For the first time I attended the Gulf Information and Technology Exhibition (Gitex) — an event held every year in Dubai. It was impressive all round, especially in light of the financial returns. Over 82,000 people turned up for the opening day. Visitors paid SR20 for one day or SR50 for the full run, and this generated millions.
The benefits for Dubai itself were enormous. Assuming that 25 percent of the visitors came from outside the UAE and that each spent SR2,000 during their stay, the city netted SR40 million. Hotels were fully booked; no seats were available on flights into Dubai, and once there you were lucky to find a taxi in streets jammed with traffic.
It is obvious that a large number of visitors were Saudis, probably 15 percent. Many contracts and other business deals included Saudis. Had the exhibition, for which the Saudi market is a major target, been held in Riyadh or Jeddah, the rewards for local businesses, airlines, hotels, transport and other services would have been enormous. Tens of thousands of people would have flocked to the show and thousands of jobs would have been available, including temporary employment for students and other young people who desperately need work.
We need to enhance our knowledge of IT to cope with a rapidly developing industry. India is a good example; President A.P.J. Abdul Kalam boasted of his country’s potential as a major market for info-based products, to be worth $80 billion by 2008. With proper planning the figure could rise to $150 billion by 2010. Seventy-five percent of our secondary school graduates can enroll in computer colleges, but only four percent are actually admitted, with the rest left to look for work as salesmen or heavy truck drivers.
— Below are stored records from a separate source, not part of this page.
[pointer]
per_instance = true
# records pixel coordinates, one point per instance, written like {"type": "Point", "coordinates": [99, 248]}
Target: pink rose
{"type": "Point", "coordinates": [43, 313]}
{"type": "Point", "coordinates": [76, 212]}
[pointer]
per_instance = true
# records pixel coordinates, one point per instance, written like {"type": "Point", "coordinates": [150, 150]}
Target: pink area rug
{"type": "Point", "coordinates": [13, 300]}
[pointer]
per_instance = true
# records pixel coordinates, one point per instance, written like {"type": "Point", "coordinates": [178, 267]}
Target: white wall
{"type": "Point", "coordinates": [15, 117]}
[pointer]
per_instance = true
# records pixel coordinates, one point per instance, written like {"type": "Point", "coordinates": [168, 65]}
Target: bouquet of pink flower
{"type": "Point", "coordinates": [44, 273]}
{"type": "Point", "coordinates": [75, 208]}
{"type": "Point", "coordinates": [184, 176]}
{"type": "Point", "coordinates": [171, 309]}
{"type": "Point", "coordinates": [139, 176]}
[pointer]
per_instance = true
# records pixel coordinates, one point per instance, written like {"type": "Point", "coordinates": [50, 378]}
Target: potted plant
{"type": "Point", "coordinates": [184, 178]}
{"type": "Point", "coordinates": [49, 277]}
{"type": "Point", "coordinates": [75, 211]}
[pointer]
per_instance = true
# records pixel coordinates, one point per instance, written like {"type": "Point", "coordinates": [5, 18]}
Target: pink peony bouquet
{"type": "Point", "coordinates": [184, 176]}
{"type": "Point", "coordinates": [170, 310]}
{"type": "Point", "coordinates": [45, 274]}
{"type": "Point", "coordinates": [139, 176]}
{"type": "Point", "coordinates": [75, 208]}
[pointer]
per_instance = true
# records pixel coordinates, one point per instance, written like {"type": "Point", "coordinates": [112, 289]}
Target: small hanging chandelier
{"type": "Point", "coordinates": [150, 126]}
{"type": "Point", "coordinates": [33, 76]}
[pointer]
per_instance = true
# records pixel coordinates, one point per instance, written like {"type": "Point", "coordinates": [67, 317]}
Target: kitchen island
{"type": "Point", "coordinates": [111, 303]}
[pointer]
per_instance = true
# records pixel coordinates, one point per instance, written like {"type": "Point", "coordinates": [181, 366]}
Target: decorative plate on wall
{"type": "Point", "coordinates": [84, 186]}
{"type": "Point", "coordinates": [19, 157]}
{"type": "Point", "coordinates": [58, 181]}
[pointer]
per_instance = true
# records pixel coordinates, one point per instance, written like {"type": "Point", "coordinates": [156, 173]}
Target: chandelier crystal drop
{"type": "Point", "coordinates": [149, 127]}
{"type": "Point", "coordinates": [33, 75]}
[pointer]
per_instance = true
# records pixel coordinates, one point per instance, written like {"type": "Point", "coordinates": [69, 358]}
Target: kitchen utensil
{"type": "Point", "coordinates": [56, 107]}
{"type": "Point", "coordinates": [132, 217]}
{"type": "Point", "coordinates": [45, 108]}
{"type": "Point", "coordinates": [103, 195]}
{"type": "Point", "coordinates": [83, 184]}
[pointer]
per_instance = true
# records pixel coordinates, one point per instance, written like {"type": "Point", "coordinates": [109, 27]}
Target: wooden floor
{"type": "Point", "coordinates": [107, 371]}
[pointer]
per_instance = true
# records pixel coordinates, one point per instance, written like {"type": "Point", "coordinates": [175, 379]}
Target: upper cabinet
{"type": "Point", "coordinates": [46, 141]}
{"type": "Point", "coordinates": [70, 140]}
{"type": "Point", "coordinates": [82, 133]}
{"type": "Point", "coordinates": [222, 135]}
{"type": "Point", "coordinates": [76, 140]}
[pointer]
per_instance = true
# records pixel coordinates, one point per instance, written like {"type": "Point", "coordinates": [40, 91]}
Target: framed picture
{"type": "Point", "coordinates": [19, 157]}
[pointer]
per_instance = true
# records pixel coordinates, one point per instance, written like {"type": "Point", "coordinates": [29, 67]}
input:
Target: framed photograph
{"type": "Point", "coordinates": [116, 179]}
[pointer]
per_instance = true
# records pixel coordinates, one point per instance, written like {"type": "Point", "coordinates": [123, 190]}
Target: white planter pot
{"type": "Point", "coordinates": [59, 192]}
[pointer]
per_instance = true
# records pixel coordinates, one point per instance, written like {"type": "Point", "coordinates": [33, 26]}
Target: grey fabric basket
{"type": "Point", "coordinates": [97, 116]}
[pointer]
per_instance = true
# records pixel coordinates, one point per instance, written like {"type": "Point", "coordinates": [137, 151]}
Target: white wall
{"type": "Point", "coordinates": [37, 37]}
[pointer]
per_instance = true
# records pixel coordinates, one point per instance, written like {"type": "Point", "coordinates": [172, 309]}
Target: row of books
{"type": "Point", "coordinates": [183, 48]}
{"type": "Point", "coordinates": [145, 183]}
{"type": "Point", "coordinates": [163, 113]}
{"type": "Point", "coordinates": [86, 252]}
I wish our local exhibition firms would seriously consider staging IT exhibitions in our major cities instead of focusing on consumer products. The Kingdom has a huge market potential for such events. It is unfortunate that while Dubai, Manama and other places in the Gulf take the lead in focusing on new innovations, products and processes that provide solutions to complicated problems, we continue to lag behind.